Live responsibly so to leave to your successors a much more responsible world.
You know. I think that’s possibly the most ‘serious’ (not in the sense of boring or because it is some way pedantic, doctrinaire) album Ebbot Lundberg has ever made.
He completely appears like he was perfectly consciuos about what he was doing and the final result that’s absolutely brilliant.
There’re some components I described before which on the other hand effectively reconnect Ebbot not only to the tradition of sixties psychedelic music, but also to a certain type of hippie culture and as consequence to musicians like Julian Cope, who you would immediately think listening to the opening track. A miscellaneous and well figured out attempt of mixing the sixties psychedelic pop-rock style of The Soundtrack Of Our Lives with some medioeval atmospheres which are typical of the extravagance of the ex frontman of The Teardrop Explodes.
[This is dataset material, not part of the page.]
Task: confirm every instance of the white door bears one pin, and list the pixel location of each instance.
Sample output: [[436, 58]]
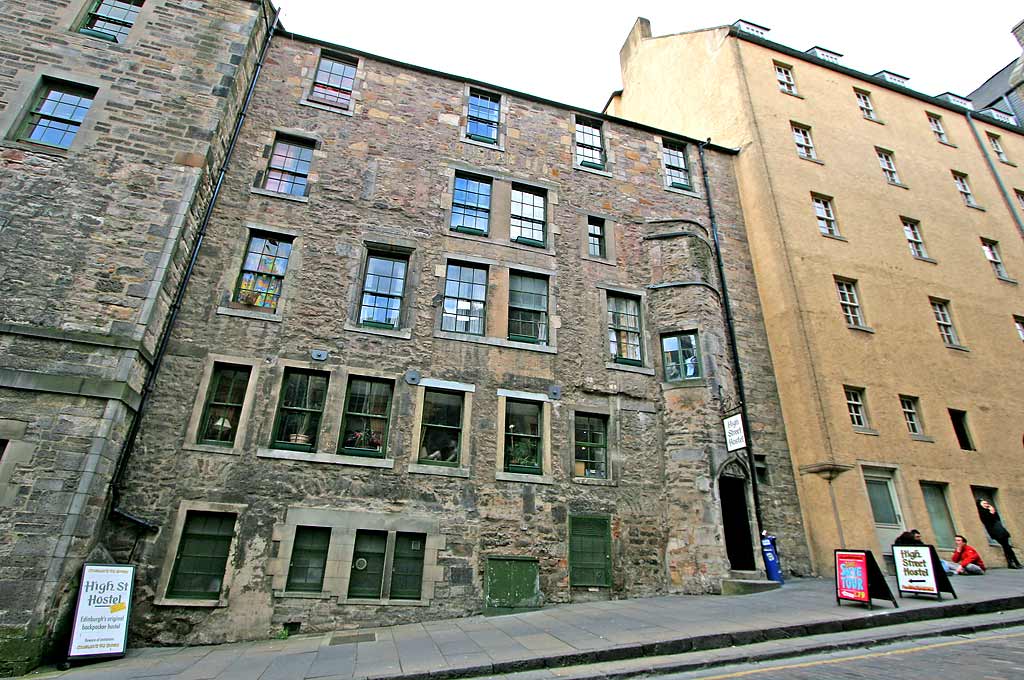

‘Beneath The Window Waterway’, ‘In Subliminal Clouds’, ‘I See Forever’, ‘Little Big Thing’ are small and delicate portraits. Acoustic psychedelic-folk ballads with very accurate arrangments and the most precious songs Ebbot Lundberg has ever written since now. Something you wouldn’t probably ever expected from who has got the aspect of a big ogre like him.
Some moments like ‘Beneath The Window Waterway’ makes me thing to the great sensibility of Grant McLennan and Robert Forster of The Go-Betweens; ‘Drowning In A Whishing Well’ has got the fascinating atmospheres and the elegance of a band like Cousteau by Davey Ray Moor; ‘Little Big Thing’ it’s much more a Lennon-McCartney thing.
Fortunately if you are a longtime fan of TSOOL you aren’t going to feel like Ebbot Lundberg betrayed you some way, because the style into writing the songs it’s always the same and because into this album there’re a collection of pieces which would eventually perfectly be into the discography of that great band and experience which signed the history of the rock’n’roll European music from the nineties to the early years of this millenium. ‘Backdrop People’, the heavy-electrified ‘Don’t Blow Your Mind’, the experimental psychedelic ‘Calling From Heaven’, ‘To Be Continued’ (also inserted into ‘The Homo Futurus EP’) here are to demonstrate you that there’s a lot to leave in heritage for the ages to come and that among all of these things, rock and roll psychedelia it has always got the central role so that it is the main element of life and renew it continuously.
A story that’s actually to be continued. Ebbot Lundberg will continue to narrate camouflaging himself with the nature that’s around him. Because he’s part of it, the same blood of the fierce oaks of the Swedish forests flows strong into his vein.